Here, I tried playing with a simple dataset about abalone shells. It consists of several physical measurement. The goal is to predict the age of the shell given the measurements. Age is determined with the number of rings the shell has, but sounting the number of rings is tidious.

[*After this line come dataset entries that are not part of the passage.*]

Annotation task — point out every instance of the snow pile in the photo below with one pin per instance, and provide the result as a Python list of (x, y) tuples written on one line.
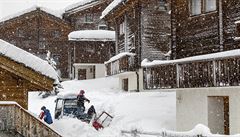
[(57, 14), (118, 56), (110, 7), (92, 35), (219, 55), (28, 59), (79, 4), (150, 110)]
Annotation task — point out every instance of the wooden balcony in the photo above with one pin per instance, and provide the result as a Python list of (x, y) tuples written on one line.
[(16, 121), (123, 64), (207, 72)]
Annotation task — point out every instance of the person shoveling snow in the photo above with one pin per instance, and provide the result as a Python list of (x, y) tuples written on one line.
[(72, 105)]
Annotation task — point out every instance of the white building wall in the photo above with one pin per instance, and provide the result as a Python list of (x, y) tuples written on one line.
[(99, 70), (192, 107), (132, 80)]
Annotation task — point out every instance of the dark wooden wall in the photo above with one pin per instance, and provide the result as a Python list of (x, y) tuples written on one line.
[(31, 30), (156, 30), (231, 13), (193, 35), (77, 19)]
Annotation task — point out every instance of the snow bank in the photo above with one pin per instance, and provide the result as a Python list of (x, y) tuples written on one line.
[(111, 6), (219, 55), (28, 59), (57, 14), (120, 55), (92, 35), (80, 3)]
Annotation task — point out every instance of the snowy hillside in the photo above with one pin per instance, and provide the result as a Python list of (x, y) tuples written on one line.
[(149, 111)]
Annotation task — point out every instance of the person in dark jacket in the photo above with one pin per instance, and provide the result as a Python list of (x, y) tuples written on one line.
[(46, 115), (80, 100)]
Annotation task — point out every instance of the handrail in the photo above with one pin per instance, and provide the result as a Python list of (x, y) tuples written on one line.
[(19, 120)]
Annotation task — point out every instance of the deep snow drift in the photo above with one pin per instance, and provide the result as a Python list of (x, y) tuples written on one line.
[(148, 111)]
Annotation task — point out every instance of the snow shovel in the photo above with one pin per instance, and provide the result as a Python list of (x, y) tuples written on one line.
[(102, 121)]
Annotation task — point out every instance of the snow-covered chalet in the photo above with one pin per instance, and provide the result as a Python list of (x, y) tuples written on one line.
[(92, 41), (142, 33)]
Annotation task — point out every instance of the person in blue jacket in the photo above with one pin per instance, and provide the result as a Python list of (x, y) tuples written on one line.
[(46, 115)]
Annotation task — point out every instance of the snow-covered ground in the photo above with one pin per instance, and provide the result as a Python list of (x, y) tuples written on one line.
[(148, 111)]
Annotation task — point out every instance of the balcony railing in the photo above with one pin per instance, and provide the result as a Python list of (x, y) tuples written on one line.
[(212, 72), (19, 122), (123, 64)]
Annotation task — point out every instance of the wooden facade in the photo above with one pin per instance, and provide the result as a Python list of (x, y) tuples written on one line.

I will try making a linear model to predict the number of rings.
import numpy as np
import pandas as pd
import matplotlib.pyplot as plt
%matplotlib inline
import seaborn as sns
import warnings
warnings.filterwarnings('ignore')
from sklearn.preprocessing import OneHotEncoder
from sklearn.model_selection import train_test_split
from sklearn.linear_model import LinearRegression
from sklearn.svm import SVC
from scipy.stats import chi2
sns.set()
df = pd.read_csv("./abalone.csv")
Sneak peek into the dataset.
df
Sex | Length | Diameter | Height | Whole weight | Shucked weight | Viscera weight | Shell weight | Rings | |
---|---|---|---|---|---|---|---|---|---|
0 | M | 0.455 | 0.365 | 0.095 | 0.5140 | 0.2245 | 0.1010 | 0.1500 | 15 |
1 | M | 0.350 | 0.265 | 0.090 | 0.2255 | 0.0995 | 0.0485 | 0.0700 | 7 |
2 | F | 0.530 | 0.420 | 0.135 | 0.6770 | 0.2565 | 0.1415 | 0.2100 | 9 |
3 | M | 0.440 | 0.365 | 0.125 | 0.5160 | 0.2155 | 0.1140 | 0.1550 | 10 |
4 | I | 0.330 | 0.255 | 0.080 | 0.2050 | 0.0895 | 0.0395 | 0.0550 | 7 |
... | ... | ... | ... | ... | ... | ... | ... | ... | ... |
4172 | F | 0.565 | 0.450 | 0.165 | 0.8870 | 0.3700 | 0.2390 | 0.2490 | 11 |
4173 | M | 0.590 | 0.440 | 0.135 | 0.9660 | 0.4390 | 0.2145 | 0.2605 | 10 |
4174 | M | 0.600 | 0.475 | 0.205 | 1.1760 | 0.5255 | 0.2875 | 0.3080 | 9 |
4175 | F | 0.625 | 0.485 | 0.150 | 1.0945 | 0.5310 | 0.2610 | 0.2960 | 10 |
4176 | M | 0.710 | 0.555 | 0.195 | 1.9485 | 0.9455 | 0.3765 | 0.4950 | 12 |
4177 rows × 9 columns
print(df.info())
<class 'pandas.core.frame.DataFrame'> RangeIndex: 4177 entries, 0 to 4176 Data columns (total 9 columns): # Column Non-Null Count Dtype --- ------ -------------- ----- 0 Sex 4177 non-null object 1 Length 4177 non-null float64 2 Diameter 4177 non-null float64 3 Height 4177 non-null float64 4 Whole weight 4177 non-null float64 5 Shucked weight 4177 non-null float64 6 Viscera weight 4177 non-null float64 7 Shell weight 4177 non-null float64 8 Rings 4177 non-null int64 dtypes: float64(7), int64(1), object(1) memory usage: 293.8+ KB None
We have one column with categorical data ($\texttt{Sex}$), seven with continuous data ($\texttt{Length}$, $\texttt{Diameter}$, $\texttt{Height}$, $\texttt{Whole weight}$, $\texttt{Shucked weight}$, $\texttt{Viscera weight}$, $\texttt{Shell weight}$) and one column with discrete data ($\texttt{Rings}$).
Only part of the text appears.